Understanding the concept of independent random variables is foundational in the study of probability and statistics. Two random variables, X and Y, are considered independent if the occurrence of one does not affect the probability of occurrence of the other. In mathematical terms, they are independent if the probability of both X and Y occurring together is the product of their individual probabilities.

When we have independent random variables, it simplifies our calculations significantly. For instance, finding joint probabilities or joint density functions becomes a matter of multiplying the probability density functions (PDFs) of the individual random variables, provided they are independent. This concept is a cornerstone in solving problems that deal with the combination of different stochastic processes or events, such as the exercise involving the transformation of two uniform random variables to polar coordinates.

Characteristics of Uniform Distribution

Uniform distribution is a type of probability distribution where all outcomes are equally likely to occur within a certain interval. If random variables X and Y follow a uniform distribution over the interval (0,1), it suggests that every value between 0 and 1 is just as likely as any other.

Random variables with uniform distribution are often used to represent idealized situations where each outcome is equally likely, such as a perfectly fair die or lottery. Uniform distributions can be described by their probability density function (PDF), which for the continuous case, is constant within the bounds of the distribution and zero elsewhere.

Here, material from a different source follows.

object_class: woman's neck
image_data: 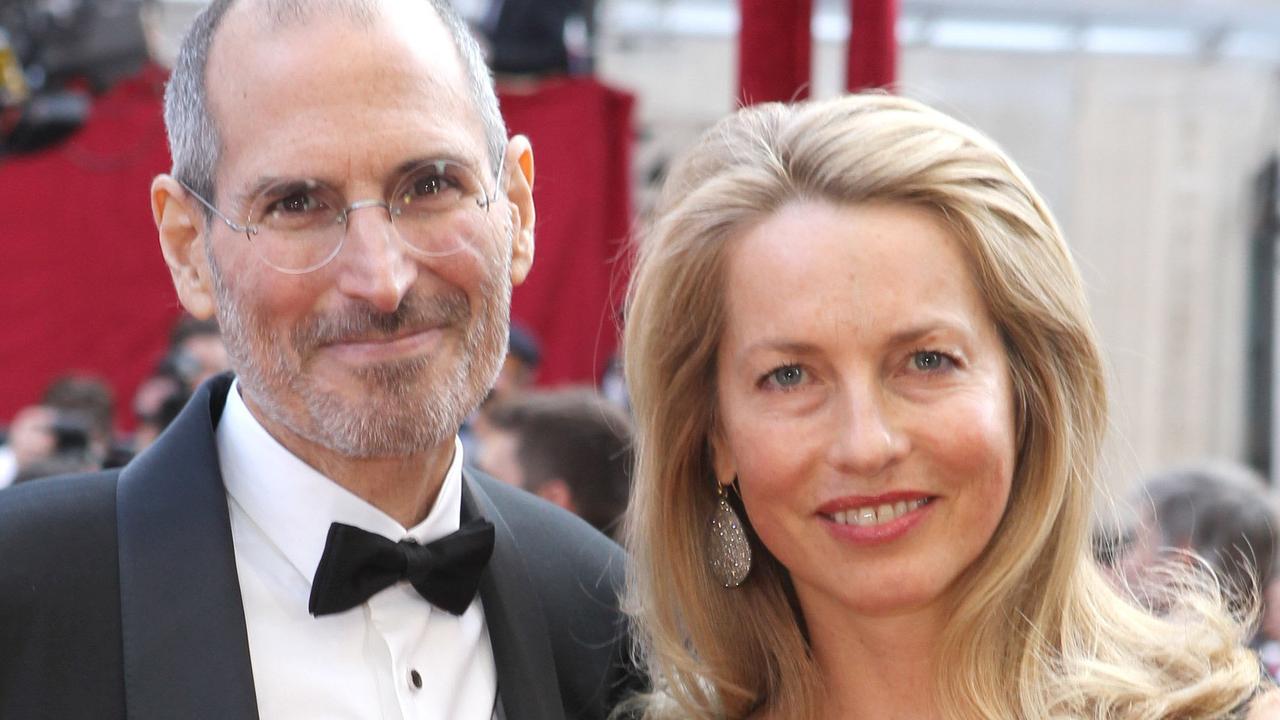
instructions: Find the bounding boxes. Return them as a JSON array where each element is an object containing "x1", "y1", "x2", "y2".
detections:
[{"x1": 805, "y1": 600, "x2": 946, "y2": 720}]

The probability density function (PDF) is used to specify the probability of a random variable falling within a particular range of values, as opposed to taking on any one specific value. A higher PDF value at a certain point or interval means a higher likelihood that the random variable will occur near that point or within that interval.

In the case of a continuous uniform distribution over (0,1), the PDF would be 1 for all values of X within the range and 0 otherwise. It is crucial in calculating probabilities and is heavily relied upon in problem-solving within statistics and probability theory, especially when it comes to continuous random variables, which is what the original exercise entails.

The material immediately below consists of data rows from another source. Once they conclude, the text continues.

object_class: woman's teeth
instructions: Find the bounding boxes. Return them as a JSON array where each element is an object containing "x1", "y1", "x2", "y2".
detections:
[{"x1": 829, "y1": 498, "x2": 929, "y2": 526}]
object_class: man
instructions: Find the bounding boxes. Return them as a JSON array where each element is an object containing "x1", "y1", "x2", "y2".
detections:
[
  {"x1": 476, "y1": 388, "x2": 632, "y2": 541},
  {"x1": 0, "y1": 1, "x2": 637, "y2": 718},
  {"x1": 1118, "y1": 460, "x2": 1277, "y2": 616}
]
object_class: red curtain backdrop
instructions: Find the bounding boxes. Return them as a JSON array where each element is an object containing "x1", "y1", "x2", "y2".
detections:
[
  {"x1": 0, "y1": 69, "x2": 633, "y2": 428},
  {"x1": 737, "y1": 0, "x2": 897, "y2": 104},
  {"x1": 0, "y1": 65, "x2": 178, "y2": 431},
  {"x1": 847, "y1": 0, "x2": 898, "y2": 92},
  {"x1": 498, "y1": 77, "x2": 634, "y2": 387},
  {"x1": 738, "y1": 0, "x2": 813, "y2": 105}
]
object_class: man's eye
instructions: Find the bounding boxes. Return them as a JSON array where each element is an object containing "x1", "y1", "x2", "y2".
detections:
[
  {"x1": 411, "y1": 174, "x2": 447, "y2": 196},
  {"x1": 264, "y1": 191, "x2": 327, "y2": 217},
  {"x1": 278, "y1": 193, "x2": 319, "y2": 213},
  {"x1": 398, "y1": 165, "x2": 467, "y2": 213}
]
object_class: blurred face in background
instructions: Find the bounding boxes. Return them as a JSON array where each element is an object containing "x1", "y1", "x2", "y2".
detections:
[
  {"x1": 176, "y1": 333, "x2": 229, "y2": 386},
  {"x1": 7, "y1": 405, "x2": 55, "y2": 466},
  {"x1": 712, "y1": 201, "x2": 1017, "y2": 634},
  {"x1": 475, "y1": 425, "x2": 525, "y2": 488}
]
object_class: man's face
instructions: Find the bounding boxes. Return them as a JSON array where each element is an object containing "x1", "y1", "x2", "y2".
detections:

Change of Variables Method

Transformation of random variables is a technique used to change the variables in a given problem to new variables which may be more suitable for analysis or finding solutions. This transformation can simplify complex probability problems, especially when changing from Cartesian to polar coordinates as seen in our exercise.

To find the joint density function of the transformed variables, a method called the 'Change of Variables' or 'Jacobian Transformation' is typically used. In our problem, we use the transformation from X and Y, which are independent uniform random variables, to R and Theta in polar coordinates. This change requires calculating the Jacobian, which is the determinant of the matrix of all first-order partial derivatives of the transformation functions. The Jacobian assesses how a point in a plane changes as it is transformed from one coordinate system to another, which in this exercise, aids in determining the joint density of R and Theta.